Scientific rationale present

Nonetheless, there is still scientific value in investigating these variant-specific or multivalent vaccines as they might be valuable if we do need them in the future, says the vaccine expert. A Pfizer spokesperson says staying vigilant against the virus requires identifying new ways to protect as SARS-CoV-2 naturally evolves. Developing and investigating different approaches, should they be needed, are essential towards their goal, she adds.

Moderna has said previous research on SARS-CoV-1 and MERS enabled the company to rapidly respond to the Covid-19 pandemic.
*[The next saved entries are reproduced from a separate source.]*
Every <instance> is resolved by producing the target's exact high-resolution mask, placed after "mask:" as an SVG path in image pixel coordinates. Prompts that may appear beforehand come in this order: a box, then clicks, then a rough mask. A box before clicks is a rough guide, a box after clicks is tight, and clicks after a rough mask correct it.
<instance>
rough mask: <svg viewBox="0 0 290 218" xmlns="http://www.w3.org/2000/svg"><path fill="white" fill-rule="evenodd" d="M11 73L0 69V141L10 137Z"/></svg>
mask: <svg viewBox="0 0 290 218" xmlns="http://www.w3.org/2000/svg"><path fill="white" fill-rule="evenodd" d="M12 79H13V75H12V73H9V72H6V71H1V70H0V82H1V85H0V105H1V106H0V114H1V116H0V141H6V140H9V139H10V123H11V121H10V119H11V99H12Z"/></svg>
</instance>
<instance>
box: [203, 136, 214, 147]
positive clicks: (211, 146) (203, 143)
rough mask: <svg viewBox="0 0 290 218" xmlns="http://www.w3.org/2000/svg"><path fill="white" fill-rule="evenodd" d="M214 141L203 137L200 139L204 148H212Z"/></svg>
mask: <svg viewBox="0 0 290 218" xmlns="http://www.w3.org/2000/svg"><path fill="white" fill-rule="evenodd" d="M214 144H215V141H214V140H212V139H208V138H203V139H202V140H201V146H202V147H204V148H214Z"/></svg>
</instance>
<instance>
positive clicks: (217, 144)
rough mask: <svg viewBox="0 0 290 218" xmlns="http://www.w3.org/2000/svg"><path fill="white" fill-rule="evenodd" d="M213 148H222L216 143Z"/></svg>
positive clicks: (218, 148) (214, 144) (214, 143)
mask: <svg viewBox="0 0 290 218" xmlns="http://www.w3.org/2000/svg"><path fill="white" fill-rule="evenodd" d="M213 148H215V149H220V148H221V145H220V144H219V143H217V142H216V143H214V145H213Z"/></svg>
Moderna and Novavax did not respond to the comment request.

Moderna is only investigating its vaccine as a booster, while Pfizer and BioNTech are also studying their vaccine in vaccine-naïve people. While a significant number of people have received two doses, which argues for only investigating these as boosters, there are many people who are still vaccine-naïve, particularly in places that are harder to reach, he added.

Reassuringly, variant-specific or multivariant vaccines are unlikely to pose a higher side-effect risk than the original version, Schaffner says. The side effects are attributed to the technology of the vaccine and not the antigen, he explains.